Both before and since Oliver, we have made it clear that vocational disability evidence is admissible as one factor to determine the loss of use of a scheduled member. Before Oliver, in Jaske v. Murray Ohio Mfg. Co., Inc., 750 S.W.2d 150 (Tenn. 1988), we upheld a trial court award of 20 percent permanent partial disability of two hands — scheduled members — and commented that the trial judge, in assessing the extent of employee's disability, may properly consider non-medical factors, to-wit:
[T]he fact of employment after an injury, the earning power of the injured workman, and his earnings are to be taken into consideration along with all other factors involved, to include whether the employee, in light of his education, his physical and mental abilities, or the lack thereof, is employable in the open market.
Id. at 151 (quoting Ware v. United States Steel Corp., 541 S.W.2d 107, 110-11 (Tenn. 1976)).
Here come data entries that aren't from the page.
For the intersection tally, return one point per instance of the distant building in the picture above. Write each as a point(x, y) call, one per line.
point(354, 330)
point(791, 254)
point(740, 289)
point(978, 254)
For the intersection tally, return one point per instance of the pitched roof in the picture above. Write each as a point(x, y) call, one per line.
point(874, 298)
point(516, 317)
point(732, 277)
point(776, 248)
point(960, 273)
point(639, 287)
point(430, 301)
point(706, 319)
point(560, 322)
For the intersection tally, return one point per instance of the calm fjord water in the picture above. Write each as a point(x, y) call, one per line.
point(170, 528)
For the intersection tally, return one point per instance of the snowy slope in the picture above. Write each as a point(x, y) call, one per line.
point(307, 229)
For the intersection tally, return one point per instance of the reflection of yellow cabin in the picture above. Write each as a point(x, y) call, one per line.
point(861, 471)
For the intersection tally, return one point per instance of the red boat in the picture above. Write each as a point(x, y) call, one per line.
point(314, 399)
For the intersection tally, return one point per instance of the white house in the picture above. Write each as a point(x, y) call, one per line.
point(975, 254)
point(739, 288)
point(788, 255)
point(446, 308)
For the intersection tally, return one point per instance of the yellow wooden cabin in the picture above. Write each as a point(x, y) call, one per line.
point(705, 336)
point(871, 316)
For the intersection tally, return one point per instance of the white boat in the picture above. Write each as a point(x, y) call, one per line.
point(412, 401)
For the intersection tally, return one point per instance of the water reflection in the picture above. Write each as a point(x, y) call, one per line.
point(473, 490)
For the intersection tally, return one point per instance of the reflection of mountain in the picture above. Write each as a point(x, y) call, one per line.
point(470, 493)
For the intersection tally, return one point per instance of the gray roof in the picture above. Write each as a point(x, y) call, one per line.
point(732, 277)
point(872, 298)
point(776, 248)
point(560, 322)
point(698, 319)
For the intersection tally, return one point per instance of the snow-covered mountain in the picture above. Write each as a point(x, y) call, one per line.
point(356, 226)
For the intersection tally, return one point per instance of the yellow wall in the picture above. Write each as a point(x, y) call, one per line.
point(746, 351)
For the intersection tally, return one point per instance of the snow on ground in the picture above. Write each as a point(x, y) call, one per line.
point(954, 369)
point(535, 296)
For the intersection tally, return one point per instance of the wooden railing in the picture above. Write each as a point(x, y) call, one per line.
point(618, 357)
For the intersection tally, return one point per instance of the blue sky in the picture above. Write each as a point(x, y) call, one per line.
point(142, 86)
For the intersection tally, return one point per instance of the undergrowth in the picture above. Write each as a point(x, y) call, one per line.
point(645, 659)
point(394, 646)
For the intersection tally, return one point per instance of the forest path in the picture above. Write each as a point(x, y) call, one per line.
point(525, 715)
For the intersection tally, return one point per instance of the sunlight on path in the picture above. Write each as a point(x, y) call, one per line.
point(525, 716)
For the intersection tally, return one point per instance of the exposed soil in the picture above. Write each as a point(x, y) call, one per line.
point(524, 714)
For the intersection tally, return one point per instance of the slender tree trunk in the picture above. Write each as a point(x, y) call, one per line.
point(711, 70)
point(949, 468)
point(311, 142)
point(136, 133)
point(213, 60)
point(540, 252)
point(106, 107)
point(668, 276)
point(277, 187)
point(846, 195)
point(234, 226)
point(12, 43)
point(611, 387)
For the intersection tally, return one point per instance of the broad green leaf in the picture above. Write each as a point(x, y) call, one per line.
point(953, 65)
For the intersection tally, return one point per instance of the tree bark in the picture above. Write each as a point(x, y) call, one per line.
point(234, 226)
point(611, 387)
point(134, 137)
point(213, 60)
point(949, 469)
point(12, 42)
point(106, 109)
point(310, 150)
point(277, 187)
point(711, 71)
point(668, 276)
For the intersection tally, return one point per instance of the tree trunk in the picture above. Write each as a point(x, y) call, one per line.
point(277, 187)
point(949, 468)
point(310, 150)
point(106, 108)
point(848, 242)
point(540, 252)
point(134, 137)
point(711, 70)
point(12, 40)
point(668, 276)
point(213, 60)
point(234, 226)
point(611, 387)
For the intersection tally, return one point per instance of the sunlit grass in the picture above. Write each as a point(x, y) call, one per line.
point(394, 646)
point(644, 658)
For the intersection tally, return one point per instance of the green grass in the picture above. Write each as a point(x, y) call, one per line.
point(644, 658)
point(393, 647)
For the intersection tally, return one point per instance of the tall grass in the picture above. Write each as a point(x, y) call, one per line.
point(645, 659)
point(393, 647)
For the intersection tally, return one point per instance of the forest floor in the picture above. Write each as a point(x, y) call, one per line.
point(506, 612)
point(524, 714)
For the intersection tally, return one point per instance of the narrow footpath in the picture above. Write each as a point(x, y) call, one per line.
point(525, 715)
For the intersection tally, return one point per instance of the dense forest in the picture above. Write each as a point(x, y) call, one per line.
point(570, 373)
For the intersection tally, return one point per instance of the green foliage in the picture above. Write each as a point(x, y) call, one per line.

Since Oliver, in Miles v. Liberty Mutual Ins. Co., 795 S.W.2d 665 (Tenn. 1990), this Court approved a 28 percent disability award to each upper extremity, based on proof of medical anatomical disability ranging from 2 to 5 percent and vocational disability evidence ranging from 10 to 60 percent. We again made it clear that:
In determining the extent of the worker's disability, the trial judge is not required to accept without reservation an expert's opinion, but is charged with making an independent determination on consideration of such factors as age, education, training, job skills, work experience, and job opportunities available to a worker with the anatomical disability of plaintiff.
Id. at 666. See also Corcoran v. Foster Auto GMC, Inc., 746 S.W.2d 452, 459 (Tenn. 1988).
Having so decided, we affirm the judgment of the trial court, with the costs of the appeal to the defendant, Boeing Tennessee, Inc.
REID, C.J., and DROWOTA, O'BRIEN, and DAUGHTREY, JJ.